Turn our 1.21 billion into a national asset

The provisional 2011 census data released on Thursday reinforces our status as the world’s most populous nation after China, but it’s now clear the gap has closed so much that the two Asian giants can almost be treated as a joint number one. While China’s population is 1.35 billion, we have just learnt we are now 1.21 billion. On income and development indices, however, India is so far behind China that our policymakers must innovate desperately — and implement policy efficiently — if this country is to have the chance to convert its huge population into an impressive human resource.

This essentially boils down to crafting policy, and inducing the means, to ensure food, shelter, education, health and training for around 40 per cent of our people in an environment in which the economic infrastructure is rapidly expanded (so that healthy, well-trained people can make a contribution to the national economy). It is not just a question of matching China. The Chinese example is cited to show that very large populations can be a national asset, and not a curse — as the traditional view has it. The question is really one of bringing comfort to our own people. This is what the principle of inclusive growth, which our leaders so routinely pay lip service to, mandates. The task is humongous. If we are not equal to it, all the talk over the past decade about India’s international power status will be mocked at — by our own people and the rest of the world.
Thankfully, the decadal population growth has slowed down. In 2001-2011, the rise was 181 million (increase of 17.6 per cent). With the exception of 1911-21 (nearly a century ago), this is the first time the population grew less than in the previous decade. This is fortunate, or the aggregate of development tasks would be an even greater challenge.
The conventional theory is that population numbers are prone to decline when the level of economic well-being rises (and there are no other strong factors like war, mass migration or comprehensive famine). So we can give ourselves a small pat on the back. Despite our blundering ways, we must have done a few things right. But beware: we have not set the stage for a celebration. But it is just conceivable that we may be in the takeoff stage on the trajectory of self-sustained growth. That, however, won’t happen if we can’t successfully address the kind of problems that people like the Maoists seek to bring to our attention every day through their violent acts. Really, if intense and cooperative national effort can be mounted to pull up laggard states like UP and Uttarakhand, Bihar, Jharkhand, Orissa, MP and Chhattisgarh by their bootstraps, we should be home and dry in the next 10-15 years. Sympathetic policy — appealing to market and non-market institutions and structures — and the right political and social environment must be espoused and supported by the national and state-level leaderships. Anything which divides or denigrates ordinary people must be out of the window.

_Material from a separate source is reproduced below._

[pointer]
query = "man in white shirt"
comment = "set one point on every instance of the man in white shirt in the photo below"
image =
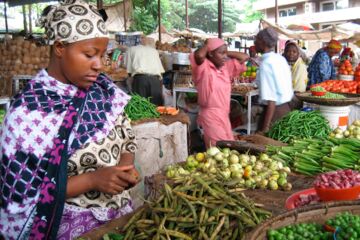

To our shame, this census also shows the decline in the child sex ratio (the number of girls for every 1,000 boys in the 0-6 age group) has been the worst in a long time, and that this declining trend has taken hold over half a century (since 1961). Some of the disturbing data comes from relatively prosperous states like Punjab, Haryana and Tamil Nadu. Instead of being tempted to blame this on our feudal gene, we as a society need to seek answers. If the prejudicial trend persists, we run the risk of becoming an unenlightened society and, finally, a sub-optimal population.